Recently I am learning puppeteer using their docs and try to scrape some information.
First approach
First I collect a list of url from the mainpage. Second I create a new tab and go those url iterately and collect some data. I doubt when I enter the loop the new tab didn't work as I expect and freezed without giving any data. Eventually I got a error TimeoutError: Navigation timeout of 30000 ms exceeded. Is there any better approach?
(async () => {
const browser = await puppeteer.launch({ headless: true });
const mainpage = await browser.newPage();
console.log('goto main page'.green);
await mainpage.goto(mainURL);
console.log('collecting some url'.green);
const URLS = await mainpage.evaluate(() =>
Array.from(
document.querySelectorAll('.result-actions a'),
(element) => element.href
)
);
if (typeof URLS[0] === 'string') console.log('OK'.green);
console.log('collecting finished'.green);
const newTab= await browser.newPage();
console.log('create new tab'.green);
var data = [];
for (let i = 0, n = URLS.length; i < n; i++) {
//console.log(URLS[i]);
// use this new tab to collect some data then close this tab
// continue this process
await newTab.waitForNavigation();
await newTab.goto(URLS[i]);
await newTab.waitForSelector('.profile-phone-column span a');
console.log('Go each url using new tab'.green);
// collecting data
data.push(collected_data);
// close this tab
await collectNamePage.close();
console.log(data);
}
await mainpage.close();
await browser.close();
console.log('closing browser'.green);
})();
Second approach
This time I want to skip the part where I collect those data using a new tab. Hence I collect my urls using page.$$() and try to iterating using for...of over urls and collect my data using elementHandle.$(selector) but this approach also failed.

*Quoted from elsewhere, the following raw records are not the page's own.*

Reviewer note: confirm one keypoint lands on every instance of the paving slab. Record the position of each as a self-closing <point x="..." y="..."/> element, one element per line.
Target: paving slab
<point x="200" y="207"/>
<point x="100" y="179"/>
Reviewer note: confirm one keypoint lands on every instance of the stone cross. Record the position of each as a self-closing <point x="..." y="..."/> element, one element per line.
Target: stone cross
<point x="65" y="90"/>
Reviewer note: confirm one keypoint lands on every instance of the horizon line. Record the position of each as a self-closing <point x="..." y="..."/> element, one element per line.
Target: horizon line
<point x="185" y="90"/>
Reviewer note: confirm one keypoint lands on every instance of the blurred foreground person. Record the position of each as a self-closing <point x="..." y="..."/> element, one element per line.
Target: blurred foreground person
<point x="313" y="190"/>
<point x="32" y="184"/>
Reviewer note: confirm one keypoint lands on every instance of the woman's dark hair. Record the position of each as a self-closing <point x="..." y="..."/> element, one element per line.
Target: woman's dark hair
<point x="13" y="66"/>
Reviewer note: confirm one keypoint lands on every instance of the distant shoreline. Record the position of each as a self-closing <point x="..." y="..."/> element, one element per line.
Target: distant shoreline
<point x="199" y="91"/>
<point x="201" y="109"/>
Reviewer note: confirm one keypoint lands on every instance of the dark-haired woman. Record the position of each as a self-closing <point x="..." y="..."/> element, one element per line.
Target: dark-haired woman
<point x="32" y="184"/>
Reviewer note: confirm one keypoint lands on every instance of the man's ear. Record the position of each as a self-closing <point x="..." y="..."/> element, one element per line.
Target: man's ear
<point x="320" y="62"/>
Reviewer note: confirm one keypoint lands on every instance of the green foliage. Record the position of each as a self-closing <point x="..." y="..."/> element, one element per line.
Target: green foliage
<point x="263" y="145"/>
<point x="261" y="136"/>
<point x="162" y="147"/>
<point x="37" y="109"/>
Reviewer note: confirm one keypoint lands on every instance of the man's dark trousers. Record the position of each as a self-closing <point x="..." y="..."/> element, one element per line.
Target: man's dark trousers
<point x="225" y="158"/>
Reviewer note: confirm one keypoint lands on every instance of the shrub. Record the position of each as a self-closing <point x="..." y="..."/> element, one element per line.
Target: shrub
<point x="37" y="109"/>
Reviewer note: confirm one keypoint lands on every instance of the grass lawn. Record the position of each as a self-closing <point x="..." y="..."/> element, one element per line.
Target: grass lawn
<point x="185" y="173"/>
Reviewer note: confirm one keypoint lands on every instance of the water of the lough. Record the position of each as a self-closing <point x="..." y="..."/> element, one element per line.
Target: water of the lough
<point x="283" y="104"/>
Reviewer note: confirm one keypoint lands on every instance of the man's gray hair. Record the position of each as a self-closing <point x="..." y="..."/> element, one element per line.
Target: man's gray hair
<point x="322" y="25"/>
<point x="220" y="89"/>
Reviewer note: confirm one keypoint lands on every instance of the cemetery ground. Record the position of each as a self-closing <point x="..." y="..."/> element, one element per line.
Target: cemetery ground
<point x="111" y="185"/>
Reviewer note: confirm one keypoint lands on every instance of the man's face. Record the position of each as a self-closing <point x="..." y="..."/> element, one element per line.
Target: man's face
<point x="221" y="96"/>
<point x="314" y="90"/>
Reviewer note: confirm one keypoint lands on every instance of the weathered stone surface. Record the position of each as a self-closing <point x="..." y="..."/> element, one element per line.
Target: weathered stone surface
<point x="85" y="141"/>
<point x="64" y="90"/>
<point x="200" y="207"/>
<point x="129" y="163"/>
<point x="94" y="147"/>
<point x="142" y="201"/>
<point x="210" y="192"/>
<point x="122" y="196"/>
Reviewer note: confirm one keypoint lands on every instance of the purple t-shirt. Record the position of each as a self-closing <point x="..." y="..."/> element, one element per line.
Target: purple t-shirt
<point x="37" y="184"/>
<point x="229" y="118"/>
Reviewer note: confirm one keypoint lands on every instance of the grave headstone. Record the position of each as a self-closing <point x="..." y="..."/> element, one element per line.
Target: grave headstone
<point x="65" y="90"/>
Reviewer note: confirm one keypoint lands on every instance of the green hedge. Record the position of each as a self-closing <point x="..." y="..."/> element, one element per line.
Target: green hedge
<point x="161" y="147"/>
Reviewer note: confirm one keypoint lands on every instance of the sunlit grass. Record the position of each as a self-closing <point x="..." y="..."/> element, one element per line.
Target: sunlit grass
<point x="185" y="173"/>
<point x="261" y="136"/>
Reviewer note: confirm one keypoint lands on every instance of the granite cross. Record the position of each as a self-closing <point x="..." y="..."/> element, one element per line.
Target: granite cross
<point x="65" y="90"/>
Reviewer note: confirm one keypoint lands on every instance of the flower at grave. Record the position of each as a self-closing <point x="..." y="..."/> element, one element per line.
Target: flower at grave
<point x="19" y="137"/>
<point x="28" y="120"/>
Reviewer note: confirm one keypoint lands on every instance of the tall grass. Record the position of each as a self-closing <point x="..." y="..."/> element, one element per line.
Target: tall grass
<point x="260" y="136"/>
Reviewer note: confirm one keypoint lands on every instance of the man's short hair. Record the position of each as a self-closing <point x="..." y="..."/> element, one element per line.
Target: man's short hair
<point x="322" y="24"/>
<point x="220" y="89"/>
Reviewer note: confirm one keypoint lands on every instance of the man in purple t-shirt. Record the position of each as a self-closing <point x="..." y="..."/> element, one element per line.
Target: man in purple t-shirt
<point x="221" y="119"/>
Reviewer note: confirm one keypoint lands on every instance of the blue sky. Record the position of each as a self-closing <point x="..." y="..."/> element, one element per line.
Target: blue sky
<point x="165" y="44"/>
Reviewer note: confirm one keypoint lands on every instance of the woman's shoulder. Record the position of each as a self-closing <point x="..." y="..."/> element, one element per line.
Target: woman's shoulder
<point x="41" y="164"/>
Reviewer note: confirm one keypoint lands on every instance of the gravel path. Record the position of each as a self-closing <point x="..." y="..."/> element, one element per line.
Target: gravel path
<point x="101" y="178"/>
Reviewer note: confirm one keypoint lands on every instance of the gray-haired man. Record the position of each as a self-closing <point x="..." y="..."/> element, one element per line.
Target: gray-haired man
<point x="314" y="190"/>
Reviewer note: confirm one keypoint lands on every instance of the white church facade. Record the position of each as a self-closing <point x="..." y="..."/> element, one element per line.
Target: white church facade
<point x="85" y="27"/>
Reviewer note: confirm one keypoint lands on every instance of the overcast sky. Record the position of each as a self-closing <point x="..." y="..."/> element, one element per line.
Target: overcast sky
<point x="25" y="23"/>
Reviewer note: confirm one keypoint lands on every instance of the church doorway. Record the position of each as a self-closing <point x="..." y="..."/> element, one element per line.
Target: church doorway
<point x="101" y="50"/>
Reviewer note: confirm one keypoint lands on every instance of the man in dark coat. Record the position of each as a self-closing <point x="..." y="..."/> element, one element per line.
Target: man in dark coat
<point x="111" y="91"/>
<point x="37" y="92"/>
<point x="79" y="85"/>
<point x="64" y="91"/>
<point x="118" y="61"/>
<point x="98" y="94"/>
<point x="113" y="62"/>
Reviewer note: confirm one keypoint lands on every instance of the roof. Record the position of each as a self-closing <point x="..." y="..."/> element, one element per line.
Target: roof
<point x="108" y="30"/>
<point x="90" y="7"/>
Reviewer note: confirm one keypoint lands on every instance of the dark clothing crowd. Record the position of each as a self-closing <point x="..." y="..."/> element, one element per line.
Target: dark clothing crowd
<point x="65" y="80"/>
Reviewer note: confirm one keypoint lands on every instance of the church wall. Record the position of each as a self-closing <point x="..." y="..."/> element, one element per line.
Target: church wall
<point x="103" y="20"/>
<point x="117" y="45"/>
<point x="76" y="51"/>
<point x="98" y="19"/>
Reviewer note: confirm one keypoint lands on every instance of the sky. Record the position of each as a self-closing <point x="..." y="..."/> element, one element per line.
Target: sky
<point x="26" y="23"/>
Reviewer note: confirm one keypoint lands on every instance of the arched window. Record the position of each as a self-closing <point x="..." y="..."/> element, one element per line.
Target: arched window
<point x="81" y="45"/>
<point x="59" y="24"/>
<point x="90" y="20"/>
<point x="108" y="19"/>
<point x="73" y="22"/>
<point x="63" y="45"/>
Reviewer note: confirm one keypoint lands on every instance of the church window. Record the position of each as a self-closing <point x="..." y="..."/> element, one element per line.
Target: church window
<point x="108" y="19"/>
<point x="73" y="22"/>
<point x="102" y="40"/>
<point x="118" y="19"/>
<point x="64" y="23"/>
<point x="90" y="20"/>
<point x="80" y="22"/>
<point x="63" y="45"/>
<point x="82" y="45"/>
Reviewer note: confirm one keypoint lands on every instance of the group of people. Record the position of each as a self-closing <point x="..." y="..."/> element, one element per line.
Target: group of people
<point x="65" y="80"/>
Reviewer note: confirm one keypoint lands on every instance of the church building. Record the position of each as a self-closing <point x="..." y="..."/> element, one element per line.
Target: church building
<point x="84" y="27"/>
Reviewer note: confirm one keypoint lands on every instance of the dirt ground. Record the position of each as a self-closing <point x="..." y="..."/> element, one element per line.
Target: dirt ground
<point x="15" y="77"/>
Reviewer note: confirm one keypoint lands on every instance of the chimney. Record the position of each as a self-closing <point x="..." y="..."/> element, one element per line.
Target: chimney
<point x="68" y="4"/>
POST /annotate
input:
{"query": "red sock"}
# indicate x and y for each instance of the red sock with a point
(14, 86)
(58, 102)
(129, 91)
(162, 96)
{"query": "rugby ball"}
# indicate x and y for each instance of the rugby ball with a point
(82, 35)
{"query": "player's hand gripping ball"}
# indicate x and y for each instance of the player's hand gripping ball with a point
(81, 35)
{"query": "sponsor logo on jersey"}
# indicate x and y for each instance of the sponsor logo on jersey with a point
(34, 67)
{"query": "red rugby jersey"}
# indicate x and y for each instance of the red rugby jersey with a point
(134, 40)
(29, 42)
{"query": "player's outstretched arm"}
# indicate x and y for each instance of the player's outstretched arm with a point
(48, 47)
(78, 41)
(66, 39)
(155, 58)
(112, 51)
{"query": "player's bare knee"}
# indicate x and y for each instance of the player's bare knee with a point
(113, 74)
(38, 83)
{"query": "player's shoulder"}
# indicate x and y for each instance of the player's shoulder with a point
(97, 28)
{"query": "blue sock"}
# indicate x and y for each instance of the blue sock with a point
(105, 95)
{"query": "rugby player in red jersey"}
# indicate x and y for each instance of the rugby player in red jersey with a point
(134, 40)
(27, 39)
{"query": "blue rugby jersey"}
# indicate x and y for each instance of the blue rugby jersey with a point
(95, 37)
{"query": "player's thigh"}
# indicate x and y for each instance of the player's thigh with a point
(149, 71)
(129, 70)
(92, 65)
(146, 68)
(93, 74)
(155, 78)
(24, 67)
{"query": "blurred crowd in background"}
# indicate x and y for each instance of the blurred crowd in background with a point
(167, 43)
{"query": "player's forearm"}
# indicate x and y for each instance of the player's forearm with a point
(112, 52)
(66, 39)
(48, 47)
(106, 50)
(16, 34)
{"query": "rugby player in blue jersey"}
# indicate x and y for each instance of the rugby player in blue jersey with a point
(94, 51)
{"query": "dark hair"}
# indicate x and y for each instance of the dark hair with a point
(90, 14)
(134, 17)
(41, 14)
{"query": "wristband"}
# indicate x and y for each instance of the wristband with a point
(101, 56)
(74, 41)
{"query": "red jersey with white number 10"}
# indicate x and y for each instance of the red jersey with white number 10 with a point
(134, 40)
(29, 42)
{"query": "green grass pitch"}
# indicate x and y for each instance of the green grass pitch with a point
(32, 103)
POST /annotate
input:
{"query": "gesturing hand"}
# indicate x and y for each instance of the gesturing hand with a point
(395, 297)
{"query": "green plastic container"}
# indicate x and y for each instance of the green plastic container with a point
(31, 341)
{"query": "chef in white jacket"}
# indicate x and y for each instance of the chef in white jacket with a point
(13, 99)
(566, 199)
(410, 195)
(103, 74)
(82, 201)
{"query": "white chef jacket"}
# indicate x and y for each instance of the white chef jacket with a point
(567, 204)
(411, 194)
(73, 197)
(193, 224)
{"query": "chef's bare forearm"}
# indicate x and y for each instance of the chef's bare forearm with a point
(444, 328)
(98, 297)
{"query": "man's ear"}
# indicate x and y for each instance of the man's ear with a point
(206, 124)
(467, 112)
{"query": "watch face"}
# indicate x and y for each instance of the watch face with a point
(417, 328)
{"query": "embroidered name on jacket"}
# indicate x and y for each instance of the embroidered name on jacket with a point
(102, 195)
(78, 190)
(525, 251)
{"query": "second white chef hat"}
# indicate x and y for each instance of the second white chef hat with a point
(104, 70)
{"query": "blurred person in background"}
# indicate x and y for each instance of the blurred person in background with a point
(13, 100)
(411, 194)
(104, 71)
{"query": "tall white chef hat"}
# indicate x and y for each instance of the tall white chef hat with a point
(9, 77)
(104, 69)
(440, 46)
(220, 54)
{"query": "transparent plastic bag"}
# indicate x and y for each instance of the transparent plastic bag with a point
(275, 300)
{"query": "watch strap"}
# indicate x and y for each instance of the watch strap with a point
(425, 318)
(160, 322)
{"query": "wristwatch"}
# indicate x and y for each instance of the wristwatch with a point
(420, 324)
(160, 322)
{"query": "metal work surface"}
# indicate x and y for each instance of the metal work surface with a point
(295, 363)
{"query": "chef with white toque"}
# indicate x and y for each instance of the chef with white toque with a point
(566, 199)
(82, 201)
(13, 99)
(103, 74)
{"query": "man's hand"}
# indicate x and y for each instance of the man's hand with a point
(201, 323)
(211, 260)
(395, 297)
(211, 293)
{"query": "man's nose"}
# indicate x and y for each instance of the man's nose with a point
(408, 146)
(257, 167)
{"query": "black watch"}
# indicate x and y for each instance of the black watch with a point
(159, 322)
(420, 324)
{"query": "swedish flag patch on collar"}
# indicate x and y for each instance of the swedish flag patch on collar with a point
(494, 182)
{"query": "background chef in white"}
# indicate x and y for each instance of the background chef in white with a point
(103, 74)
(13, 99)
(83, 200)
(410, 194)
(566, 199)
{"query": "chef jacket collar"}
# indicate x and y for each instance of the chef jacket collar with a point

I am getting frustrated. Am I doing it wrong way or I didn't understand their documentation?
In your script, you do not need newTab.waitForNavigation(); at all. Usually, this is used when the navigation is caused by some event. When you just use .goto(), the page loading is waited automatically.
Even if you need waitForNavigation(), you usually do not await it before the navigation triggered, otherwise you just get the timeout. You await it with navigation trigger together:
await Promise.all([element.click(), page.waitForNavigation()]);
So try to just delete await newTab.waitForNavigation();.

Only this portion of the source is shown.